Here, I only referred to the theme of sustainability of our Planet Earth. Remember we have only One Planet to Live.

However, being in the middle of the second wave of the pandemic, I hear political voices of global reference from Europe and the USA, which have expressed themselves in holding China responsible for the pandemics that broke out in recent years … if the French motto is really implemented, how would the motto be? … whoever contaminates pays…? The scope of the concept does not necessarily need to be restricted to sustainability, but it would have the legitimacy to be extended to global health contaminations, which put populations and millions of people at risk, in addition to constraining world economies. 4)

As an attentive and critical observer of the evolution of giga and megatrends, the crusade of France, which is accompanied by a large majority of European countries, to achieve a politically effective result, based exclusively on the principle of punishment, does not seem sufficient to me. We know from the historical lessons that the public hanging at the end turns against the ruler. Moreover, France is well aware of this. It is a very risky political process, which does not seek its greatest strength in solidarity, in the union of forces, in stimuli, in union in principles, in international cooperation, but in the qualification of right and wrong, which can have very different facets as shown here.

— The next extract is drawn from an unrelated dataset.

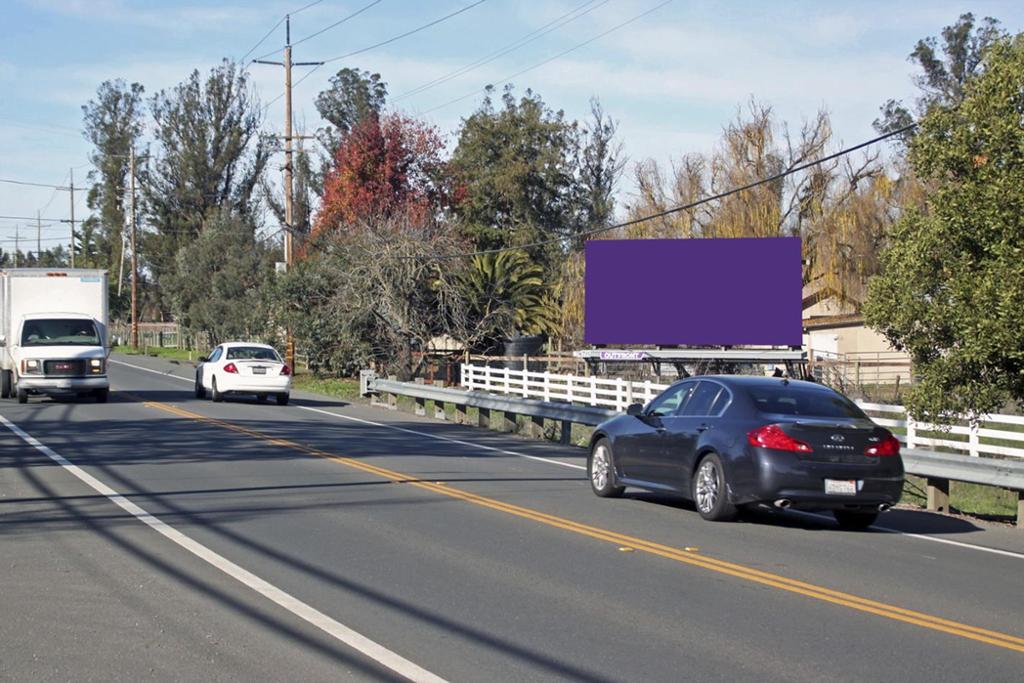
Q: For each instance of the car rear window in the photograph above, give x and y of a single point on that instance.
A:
(787, 399)
(252, 353)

We also recognize that after the pandemic, we will have much greater poverty in the world and an accumulated wealth as well, which suggests a different pact for cooperation, otherwise the radical political forces will gain more strength every day. It is not what we seek to consolidate our democracies.

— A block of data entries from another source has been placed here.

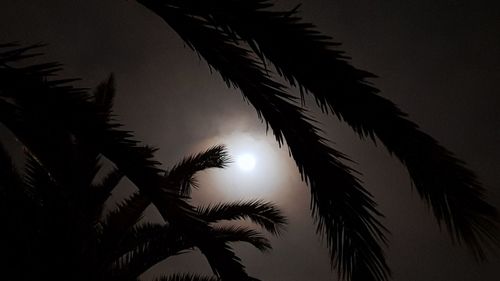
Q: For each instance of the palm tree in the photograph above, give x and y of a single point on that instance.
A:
(240, 38)
(67, 235)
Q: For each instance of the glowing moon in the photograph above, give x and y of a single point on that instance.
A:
(246, 162)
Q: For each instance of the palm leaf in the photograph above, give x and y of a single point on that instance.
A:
(262, 213)
(306, 57)
(182, 174)
(186, 277)
(343, 209)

I think that the EU urgently needs to review its stance. The project of Biden’s first 100 days points in another direction, much more in cooperation, in looking at joint construction, and in global cooperation, than in punishment, even with opponents. Latin America on the agenda of sustainability, democracy, free and open societies is much more a solution than a problem. Not those infractions are not punished, but they cannot be the basis for international cooperation, when looking for solutions for the Planet. We only have one planet; we do not have another, so the initiatives of One Plant to Live OPL, need innovative, and disruptive, but solidary and global solutions.